Collecting Metadata from Ops During a Job Run I'd...
# random
s
Collecting Metadata from Ops During a Job Run I'd like allow ops to record metadata (their granular progress with comments and notes) when they run as part of a job. The idea is to collect the metadata from all the ops and run a reporting step once the job has completed or at the end of the job. This reporting step would probably take the form of an email or a slack message and would include details about each step (op) and most importantly, give some details about why a step might not have succeeded. This reporting is intended to go to business process owners and will need to be human readable. You could think of the "metadata" as a simple datastructure, e.g. list of dicts which each op would append to. I had thought about the ops receiving metadata as input (from previous ops) and add to it and the return it as an output (to the next op), but that confuses that flow of the "real" data between the ops I then thought to have the metadata as a resource available to the ops, which would allow each op to write to the metadata without cluttering inputs and outputs. And I could then use
failure_hook
and
success_hook
to access the metadata and create a report. But the issue with that is that the hooks apply at the op level and I only want to create the report when the job is complete. So, then I though I could use a run status sensor to detect when a run is complete and generate the report, but these sensors don't have access to the job's resources (they will already have been destroyed by that stage). Does anyone have any ideas that would allow me to collect detailed metadata from ops and build a report at the end of a job run?
z
One relatively simple idea would be to have a resource that just exposes a function which writes metadata for an op under a run_id prefix in object storage. Then you could have a run status sensor that reads the jsons that were dumped under the run_id prefix for a failed / successful run and construct your report from them.
❤️ 1
something like
Copy code
@resource
def recorder(context: InitResourceContext):
    class Recorder:
        def __init__(self, step_key: str):
            self.bucket = "my-bucket"
            self.run_id = context.run_id
            self.client = boto3.client("s3")
            self.prefix = f"{self.run_id}/{step_key}"

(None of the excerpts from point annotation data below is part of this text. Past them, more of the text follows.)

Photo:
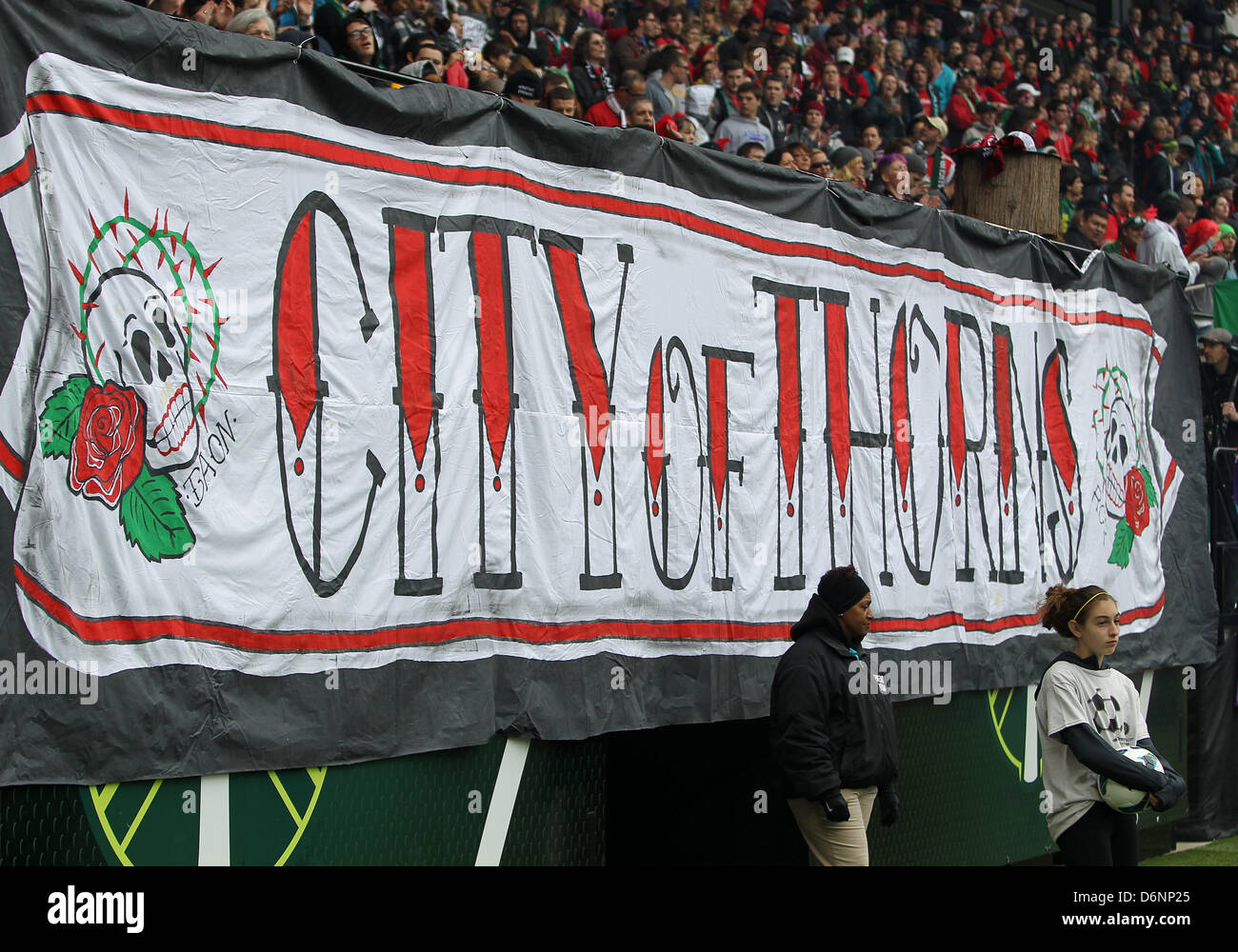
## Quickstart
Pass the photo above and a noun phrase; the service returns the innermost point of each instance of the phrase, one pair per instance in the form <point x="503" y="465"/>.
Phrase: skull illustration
<point x="139" y="337"/>
<point x="1119" y="444"/>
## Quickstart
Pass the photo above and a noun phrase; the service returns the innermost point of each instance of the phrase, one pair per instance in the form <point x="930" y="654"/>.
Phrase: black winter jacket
<point x="825" y="736"/>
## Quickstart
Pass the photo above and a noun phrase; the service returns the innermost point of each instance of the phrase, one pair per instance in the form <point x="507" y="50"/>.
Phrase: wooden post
<point x="1024" y="196"/>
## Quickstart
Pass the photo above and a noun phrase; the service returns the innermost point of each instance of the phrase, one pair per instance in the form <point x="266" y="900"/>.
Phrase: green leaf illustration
<point x="58" y="423"/>
<point x="1122" y="541"/>
<point x="153" y="518"/>
<point x="1149" y="486"/>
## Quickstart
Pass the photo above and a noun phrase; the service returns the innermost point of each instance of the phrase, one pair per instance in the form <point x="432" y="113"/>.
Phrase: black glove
<point x="889" y="800"/>
<point x="836" y="806"/>
<point x="1171" y="792"/>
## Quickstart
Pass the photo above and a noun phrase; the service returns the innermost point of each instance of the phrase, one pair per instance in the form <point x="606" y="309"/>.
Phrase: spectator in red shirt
<point x="961" y="108"/>
<point x="611" y="111"/>
<point x="852" y="82"/>
<point x="1056" y="130"/>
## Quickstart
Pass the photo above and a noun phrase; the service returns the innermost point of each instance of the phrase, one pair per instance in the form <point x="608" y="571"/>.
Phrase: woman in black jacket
<point x="887" y="109"/>
<point x="589" y="72"/>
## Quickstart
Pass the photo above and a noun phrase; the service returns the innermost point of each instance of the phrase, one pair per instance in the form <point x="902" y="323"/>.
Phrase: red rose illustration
<point x="108" y="449"/>
<point x="1137" y="502"/>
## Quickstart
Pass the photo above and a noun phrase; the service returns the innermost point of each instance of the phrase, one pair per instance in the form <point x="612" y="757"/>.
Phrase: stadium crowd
<point x="1140" y="111"/>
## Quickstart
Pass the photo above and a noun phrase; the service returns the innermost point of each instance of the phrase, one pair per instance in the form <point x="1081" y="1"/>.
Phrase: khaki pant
<point x="836" y="844"/>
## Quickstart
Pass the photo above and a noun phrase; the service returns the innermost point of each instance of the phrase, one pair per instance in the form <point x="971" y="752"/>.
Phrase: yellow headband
<point x="1088" y="603"/>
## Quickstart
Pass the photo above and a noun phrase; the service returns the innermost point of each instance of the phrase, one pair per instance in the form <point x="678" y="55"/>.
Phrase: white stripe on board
<point x="503" y="802"/>
<point x="214" y="836"/>
<point x="1030" y="738"/>
<point x="1146" y="693"/>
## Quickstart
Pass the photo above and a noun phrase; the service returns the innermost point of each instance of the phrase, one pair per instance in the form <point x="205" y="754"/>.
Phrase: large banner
<point x="341" y="423"/>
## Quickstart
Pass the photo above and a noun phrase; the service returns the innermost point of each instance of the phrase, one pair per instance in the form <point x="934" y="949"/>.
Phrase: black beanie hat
<point x="842" y="588"/>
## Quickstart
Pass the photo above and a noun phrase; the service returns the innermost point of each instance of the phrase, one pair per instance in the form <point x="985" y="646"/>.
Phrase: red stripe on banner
<point x="1002" y="400"/>
<point x="900" y="407"/>
<point x="954" y="408"/>
<point x="655" y="435"/>
<point x="12" y="463"/>
<point x="489" y="252"/>
<point x="590" y="379"/>
<point x="292" y="143"/>
<point x="789" y="387"/>
<point x="298" y="384"/>
<point x="953" y="619"/>
<point x="1056" y="427"/>
<point x="412" y="299"/>
<point x="840" y="400"/>
<point x="16" y="176"/>
<point x="717" y="371"/>
<point x="130" y="630"/>
<point x="1168" y="478"/>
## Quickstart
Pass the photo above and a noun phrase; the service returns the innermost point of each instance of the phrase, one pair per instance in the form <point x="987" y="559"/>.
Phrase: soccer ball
<point x="1121" y="798"/>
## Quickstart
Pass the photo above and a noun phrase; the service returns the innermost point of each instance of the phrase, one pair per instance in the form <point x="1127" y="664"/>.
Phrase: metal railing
<point x="1224" y="534"/>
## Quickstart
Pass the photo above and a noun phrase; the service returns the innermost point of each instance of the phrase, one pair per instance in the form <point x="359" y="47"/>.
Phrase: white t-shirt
<point x="1072" y="695"/>
<point x="741" y="130"/>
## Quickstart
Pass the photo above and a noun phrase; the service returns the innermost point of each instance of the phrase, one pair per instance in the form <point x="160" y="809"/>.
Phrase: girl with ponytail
<point x="1085" y="713"/>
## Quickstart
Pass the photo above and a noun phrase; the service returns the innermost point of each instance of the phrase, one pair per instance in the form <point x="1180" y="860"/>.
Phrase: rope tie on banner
<point x="301" y="48"/>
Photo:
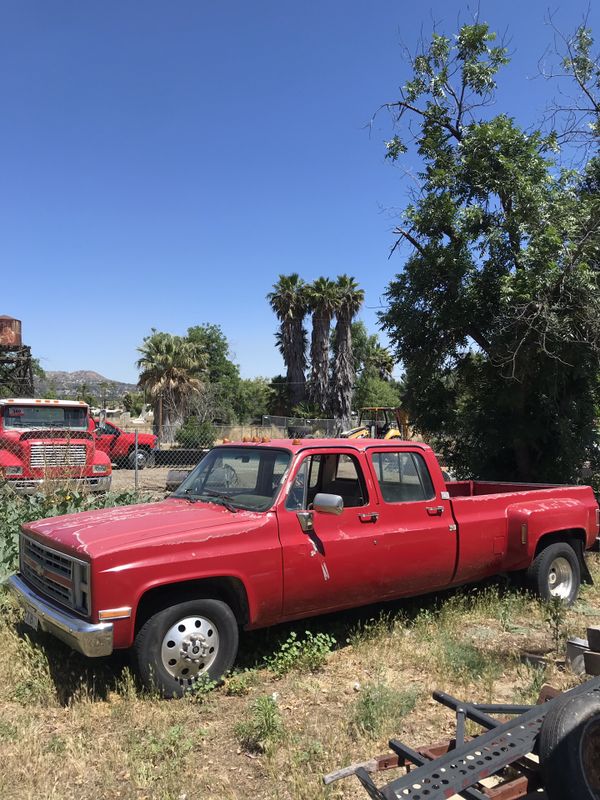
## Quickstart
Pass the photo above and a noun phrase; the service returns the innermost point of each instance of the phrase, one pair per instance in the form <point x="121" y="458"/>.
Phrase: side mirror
<point x="328" y="503"/>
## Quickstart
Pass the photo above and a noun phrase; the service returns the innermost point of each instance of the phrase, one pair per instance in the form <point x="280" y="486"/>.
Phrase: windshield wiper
<point x="226" y="498"/>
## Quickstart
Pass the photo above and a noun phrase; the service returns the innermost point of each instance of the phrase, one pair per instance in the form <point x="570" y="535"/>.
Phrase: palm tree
<point x="171" y="369"/>
<point x="350" y="299"/>
<point x="323" y="301"/>
<point x="288" y="301"/>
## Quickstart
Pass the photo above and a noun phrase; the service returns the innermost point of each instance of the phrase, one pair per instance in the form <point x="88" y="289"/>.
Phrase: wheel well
<point x="572" y="536"/>
<point x="229" y="590"/>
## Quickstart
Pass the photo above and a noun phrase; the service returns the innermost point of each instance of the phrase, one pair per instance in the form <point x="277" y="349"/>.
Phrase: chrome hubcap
<point x="189" y="648"/>
<point x="560" y="578"/>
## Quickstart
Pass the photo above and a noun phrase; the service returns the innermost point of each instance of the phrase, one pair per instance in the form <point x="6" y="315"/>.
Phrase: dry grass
<point x="73" y="728"/>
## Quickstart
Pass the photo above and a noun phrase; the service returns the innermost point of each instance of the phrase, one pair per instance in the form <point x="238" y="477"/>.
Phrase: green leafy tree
<point x="288" y="299"/>
<point x="372" y="390"/>
<point x="172" y="369"/>
<point x="495" y="314"/>
<point x="253" y="400"/>
<point x="222" y="378"/>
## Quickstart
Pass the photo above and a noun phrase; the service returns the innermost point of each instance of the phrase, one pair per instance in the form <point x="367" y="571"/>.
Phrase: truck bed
<point x="478" y="488"/>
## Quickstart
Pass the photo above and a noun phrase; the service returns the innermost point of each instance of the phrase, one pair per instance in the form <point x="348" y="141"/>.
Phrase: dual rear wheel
<point x="555" y="573"/>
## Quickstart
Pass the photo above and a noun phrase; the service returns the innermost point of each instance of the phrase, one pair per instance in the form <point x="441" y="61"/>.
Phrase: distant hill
<point x="68" y="384"/>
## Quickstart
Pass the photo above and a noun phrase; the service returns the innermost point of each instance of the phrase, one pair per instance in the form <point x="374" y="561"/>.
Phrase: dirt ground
<point x="153" y="479"/>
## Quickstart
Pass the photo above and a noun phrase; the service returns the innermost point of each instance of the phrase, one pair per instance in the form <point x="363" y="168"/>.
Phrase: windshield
<point x="240" y="477"/>
<point x="43" y="416"/>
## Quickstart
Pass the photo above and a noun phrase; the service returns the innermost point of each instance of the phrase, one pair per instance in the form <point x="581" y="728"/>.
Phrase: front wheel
<point x="555" y="573"/>
<point x="184" y="643"/>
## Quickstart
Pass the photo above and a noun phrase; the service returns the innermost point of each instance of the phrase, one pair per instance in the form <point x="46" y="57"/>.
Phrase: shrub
<point x="379" y="704"/>
<point x="263" y="728"/>
<point x="16" y="510"/>
<point x="309" y="653"/>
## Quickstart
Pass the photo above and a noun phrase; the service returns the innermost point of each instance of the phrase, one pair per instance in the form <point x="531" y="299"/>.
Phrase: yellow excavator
<point x="380" y="422"/>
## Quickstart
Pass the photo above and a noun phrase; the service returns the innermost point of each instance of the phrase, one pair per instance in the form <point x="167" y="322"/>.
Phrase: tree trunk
<point x="320" y="360"/>
<point x="343" y="372"/>
<point x="297" y="364"/>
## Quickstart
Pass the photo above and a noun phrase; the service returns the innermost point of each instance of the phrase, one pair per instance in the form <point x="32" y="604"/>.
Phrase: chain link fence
<point x="116" y="453"/>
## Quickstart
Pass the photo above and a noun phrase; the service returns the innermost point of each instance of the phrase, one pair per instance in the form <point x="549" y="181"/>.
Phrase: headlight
<point x="13" y="470"/>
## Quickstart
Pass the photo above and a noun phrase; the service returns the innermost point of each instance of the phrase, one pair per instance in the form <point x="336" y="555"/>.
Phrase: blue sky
<point x="162" y="163"/>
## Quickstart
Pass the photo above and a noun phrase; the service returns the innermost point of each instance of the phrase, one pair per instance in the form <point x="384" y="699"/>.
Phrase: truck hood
<point x="95" y="533"/>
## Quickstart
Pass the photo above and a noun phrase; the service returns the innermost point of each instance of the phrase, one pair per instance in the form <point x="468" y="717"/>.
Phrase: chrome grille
<point x="62" y="578"/>
<point x="58" y="455"/>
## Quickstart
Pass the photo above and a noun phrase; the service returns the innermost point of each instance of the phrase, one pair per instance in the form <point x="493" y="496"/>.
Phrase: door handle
<point x="434" y="511"/>
<point x="371" y="516"/>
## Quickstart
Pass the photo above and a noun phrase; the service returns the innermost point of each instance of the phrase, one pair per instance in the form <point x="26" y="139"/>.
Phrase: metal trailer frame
<point x="457" y="766"/>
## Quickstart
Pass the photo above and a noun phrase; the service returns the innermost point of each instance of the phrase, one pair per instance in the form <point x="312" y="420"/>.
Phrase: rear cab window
<point x="403" y="477"/>
<point x="331" y="473"/>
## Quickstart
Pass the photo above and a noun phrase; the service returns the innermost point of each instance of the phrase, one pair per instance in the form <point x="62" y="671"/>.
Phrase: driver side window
<point x="332" y="473"/>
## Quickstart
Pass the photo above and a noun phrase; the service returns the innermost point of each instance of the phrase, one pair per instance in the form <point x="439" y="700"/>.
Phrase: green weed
<point x="308" y="654"/>
<point x="262" y="729"/>
<point x="377" y="705"/>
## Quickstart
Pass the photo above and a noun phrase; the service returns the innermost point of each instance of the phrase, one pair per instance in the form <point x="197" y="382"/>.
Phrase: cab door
<point x="337" y="563"/>
<point x="415" y="525"/>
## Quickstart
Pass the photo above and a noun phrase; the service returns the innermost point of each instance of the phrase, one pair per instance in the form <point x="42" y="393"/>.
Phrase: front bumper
<point x="33" y="485"/>
<point x="85" y="637"/>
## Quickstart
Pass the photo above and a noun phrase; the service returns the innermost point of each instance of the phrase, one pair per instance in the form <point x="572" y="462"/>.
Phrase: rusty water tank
<point x="10" y="332"/>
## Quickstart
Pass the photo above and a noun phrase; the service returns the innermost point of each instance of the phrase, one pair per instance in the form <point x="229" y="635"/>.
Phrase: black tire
<point x="555" y="572"/>
<point x="153" y="652"/>
<point x="145" y="458"/>
<point x="569" y="749"/>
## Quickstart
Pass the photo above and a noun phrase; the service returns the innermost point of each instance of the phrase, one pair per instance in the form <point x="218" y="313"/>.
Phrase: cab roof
<point x="297" y="445"/>
<point x="36" y="401"/>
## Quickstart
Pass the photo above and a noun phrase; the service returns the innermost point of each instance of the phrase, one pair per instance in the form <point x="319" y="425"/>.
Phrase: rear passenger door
<point x="337" y="564"/>
<point x="415" y="526"/>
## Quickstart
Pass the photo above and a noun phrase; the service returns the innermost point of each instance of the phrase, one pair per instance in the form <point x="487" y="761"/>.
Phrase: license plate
<point x="32" y="619"/>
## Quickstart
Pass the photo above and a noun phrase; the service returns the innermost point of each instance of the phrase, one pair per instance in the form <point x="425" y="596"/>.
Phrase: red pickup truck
<point x="277" y="530"/>
<point x="119" y="445"/>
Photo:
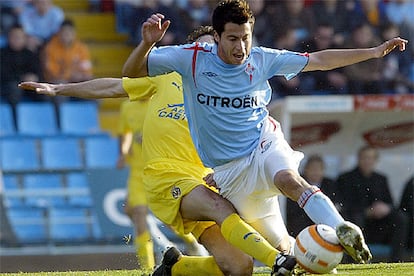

        def record(self, data: dict):
            self.client.put_object(Bucket=self.bucket,
                                   Key=f"{self.prefix}.json",
                                   Body=json.dumps(data).encode())
    return Recorder

@op(required_resource_keys={"recorder"})
def my_op(context: OpExecutionContext):
    recorder = context.resources.recorder(step_key=context.get_step_execution_context().step.key)
    recorder.record(context.op.name, {"some": "data"})
there's some edge cases in there around handling retries I think and you might want to inject the boto3 client into the resource, but that's the gist. then you should be able to get the step keys associated with a given run from your run status sensor and reconstruct the prefix so you can read in the metadata to construct the report
s
@Zach That's a nice idea. It has the advantage of working with a multi-process job too, rather than relying on the same instance of a resource being available to all ops in a job. Thanks for the suggestion.
🎉 1
n
@Stan Potums @Zach I also have that use case but I imagined a different approach just leveraging Asset Observation. The idea is just to log asset observations in the
op
and
asset
, then considering the log events are stored in database (e.g Postgres), query that one to build a report. Do you see drawbacks doing that ?
z
Kinda depends on where you want to access the metadata from, and what you want to store metadata about. If you want to store metadata about jobs / ops that aren't tied to an asset then it feels quite weird to use AssetObservations. You can also kinda do it with Outputs, but that also feels like kind of a weird mechanism to use for just logging metadata, at least to me. I also personally wouldn't want to couple an external system to Dagster's backing postgres instance directly. At a minimum I'd use the DagsterInstance event log filter to query the asset observations. Asset Observations are also a bit of a constrained interface to store metadata through, depending on what you want to track. But I could also imagine having an AssetMaterializationSensor that copies asset observations out to external storage if external systems needed access. If you're just trying to access metadata recorded from within the Dagster ecosystem and are only trying to log metadata from assets then asset observations seem like they'd work just fine.
s
I've settled on a resource which write s JSONL file into the
run_dir
and this allows me to fetch that JSONL file outside of the scope of a run - provided I can know the
run_id
(and I'm using the same dagster instance, on the same machine) I can calculate where to find the JSONL file and read it in.
Copy code
class StepProgress(pydantic.BaseModel):
    ...

class StepProgressRecorder:
    def __init__(self, path: Path):
        self.path = path
        # Make the directory for the file.
        self.path.parent.mkdir(parents=True, exist_ok=True)
        # Create the empty file, but error if it already exists
        self.path.touch(exist_ok=False)

    def record_step_progress(self, step_progress: StepProgress):
        with open(self.path, "a") as f:
            f.write(step_progress.json() + "\n")

class StepProgressReader:
    def __init__(self, path: Path):
        assert self.path.exists(), f"{self.path} doesn't exist"
        self.path = path

    def get_step_progress(self):
        with open(self.path, "r") as f:
            return [StepProgress.parse_raw(line) for line in f.readlines()]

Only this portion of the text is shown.